Hi! I’m currently working on a project where there’s a need to have the client (browser) connecting through WebRTC to RealtimeAPI and the backend to connect with WebSockets using the same sessionId to perform operations as the user talks in the client.
Is this something that can be done? I already managed to connect the client with WebRTC and the server with WS to the same sessionId as the client but the WS never gets events for “message” rather than the “session.created” one.
I mean an endpoint in the cloud that takes a sessionId param and stablishes a WS connection with that sessionId with Realtime.
So, the user will have the conversation in the browswer through WebRTC and the server in the cloud will be performing tasks according to the text transcripts from the WS connection to the same session.
I think you mean a relay server? This is absolutely possible. I’ve done this with my project (Though it is WSS (Client) - WSS (Relay Server) - WSS (OpenAI), I don’t use WebRTC but it should be possible as well).
You just pass all the raw base64 encoded audio frames to the relay server which then sends it to the OpenAI websocket.
I think this is about listening to the events from a connection between the user and the Realtime API service from the backend. This makes sense because, if frontend has the session token and with this token they can update the settings of the object created from backend, then they could abuse it without backend noticing it, no?
Agreed. A relay server would be the only option. You’d need a “dummy” client that sits in the WebRTC channel to collect and distribute all the packets of the data.
There’s something I don’t understand, if the server can never listen to the events of a session it created, wouldn’t this open vulnerabilities? For example:
Client requests a session_id from server
Server uses API key to create the session with a set of parameters
Gives it back to client
Client uses this session_id to abuse the session (e.g. increases the max tokens allowed and used model)
Server cannot know this because there’s no way to listen to the session
As far as I understand it, it technically would be listening.
All the information would be passed from the dummy client in the WebRTC channel to the WebSocket server. I’m not sure how plausible this whole scenario is (latency wise), but it’s an option
If there’s this dummy RTC, it’d be on backend and frontend would talk to this, no?
It would double the latency in theory. I don’t know if this is something that’s noticeable by the user, but it is twice as many events.
I feel like the obvious way to do this is to let frontend have a direct connection with the Realtime API with the session token, but restricting it from changing the settings or at least letting backend know if the session has been updated.
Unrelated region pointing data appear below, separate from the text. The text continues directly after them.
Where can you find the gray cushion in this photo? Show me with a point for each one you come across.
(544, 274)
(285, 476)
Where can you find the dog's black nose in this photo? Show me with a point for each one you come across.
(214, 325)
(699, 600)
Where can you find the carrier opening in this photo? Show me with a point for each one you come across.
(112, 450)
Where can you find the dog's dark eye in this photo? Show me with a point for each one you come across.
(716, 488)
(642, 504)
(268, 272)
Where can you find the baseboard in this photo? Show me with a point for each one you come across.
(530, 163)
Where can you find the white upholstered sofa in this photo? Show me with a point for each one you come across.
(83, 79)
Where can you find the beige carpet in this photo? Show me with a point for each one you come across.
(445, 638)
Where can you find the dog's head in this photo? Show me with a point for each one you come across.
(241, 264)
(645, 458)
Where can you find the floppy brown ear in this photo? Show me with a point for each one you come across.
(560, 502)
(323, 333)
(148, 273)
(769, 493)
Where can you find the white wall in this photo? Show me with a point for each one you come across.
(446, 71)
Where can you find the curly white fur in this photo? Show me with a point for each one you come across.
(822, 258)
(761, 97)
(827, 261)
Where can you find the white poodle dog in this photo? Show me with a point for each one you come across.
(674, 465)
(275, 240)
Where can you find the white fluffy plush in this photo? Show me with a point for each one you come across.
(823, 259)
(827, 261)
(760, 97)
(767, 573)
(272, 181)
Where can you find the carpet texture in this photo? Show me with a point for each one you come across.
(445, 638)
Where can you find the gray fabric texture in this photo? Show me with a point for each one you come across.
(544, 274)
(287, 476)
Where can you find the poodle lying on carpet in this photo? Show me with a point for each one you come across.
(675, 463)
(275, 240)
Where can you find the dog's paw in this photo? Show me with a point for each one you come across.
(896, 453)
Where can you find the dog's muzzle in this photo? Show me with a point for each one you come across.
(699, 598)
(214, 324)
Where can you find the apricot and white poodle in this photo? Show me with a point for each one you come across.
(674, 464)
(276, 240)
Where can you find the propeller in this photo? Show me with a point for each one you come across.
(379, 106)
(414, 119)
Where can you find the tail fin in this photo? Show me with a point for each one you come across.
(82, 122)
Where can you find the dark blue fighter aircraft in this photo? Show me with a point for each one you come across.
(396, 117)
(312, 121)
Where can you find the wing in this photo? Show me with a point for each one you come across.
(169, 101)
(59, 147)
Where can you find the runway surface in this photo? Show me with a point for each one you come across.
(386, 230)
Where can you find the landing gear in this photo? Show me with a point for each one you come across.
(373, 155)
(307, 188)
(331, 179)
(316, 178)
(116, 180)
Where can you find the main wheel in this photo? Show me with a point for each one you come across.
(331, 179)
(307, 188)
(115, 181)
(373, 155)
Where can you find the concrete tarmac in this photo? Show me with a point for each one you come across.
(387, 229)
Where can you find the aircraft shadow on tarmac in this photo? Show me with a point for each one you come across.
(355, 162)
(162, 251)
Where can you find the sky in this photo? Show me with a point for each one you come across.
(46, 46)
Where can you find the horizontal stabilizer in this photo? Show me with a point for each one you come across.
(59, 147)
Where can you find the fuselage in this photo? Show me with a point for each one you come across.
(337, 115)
I don’t understand the point of having a session token pattern if we still have to connect backend directly, we could just use the API Auth token. That’s why I think I might be missing something.
There is no traditional “back-end” for WebRTC besides usually server(s) that facilitate connection and sometimes media transfer. That’s the purpose of it: direct p2p communications. The OpenAI libraries (AFAIK) abstract away all the complexities of handling these protocols.
I’m approaching this question purely from a WebRTC → Websocket perspective, and not including the libraries that make it easier to manage, maybe that’s where the disconnect is happening?
I’m gathering that your reference to the “back-end” is the OpenAI server.
There is a expiration time associated with the ephermeral key. This means the user cannot run-away (forever) with examining the source in browser.
The fact that one cannot read whether the session has been updated or not kind of sucks. For the moment then, you can offer this service to someone you trust. After some time (weeks/months), I am relatively sure that OpenAI will give read level api access
I understand this, but traditional backend creates the session token (ephemeral key) and serves it to the frontend to connect to OpenAI’s WebRTC.
Sorry if I was not being clear. The way that I picture a real service using this is something like
User wants to have a voice conversation in frontend
Backend calls OpenAI’s POST and gets the sessionID with some settings
Hands it back to the frontend
Frontend connects directly to OpenAI’s Realtime API using the session token to establish a WebRTC connection
Then, the traditional backend that owns the OpenAI’s auth key doesn’t know how frontend is using this. I get it for privacy reasons, but I’d expect for backend to be able to tell if the settings of the session object are being changed, which is possible according to the docs. They could change things like that max output tokens, the instructions, model, and some other stuff. Is this less sensitive than I think?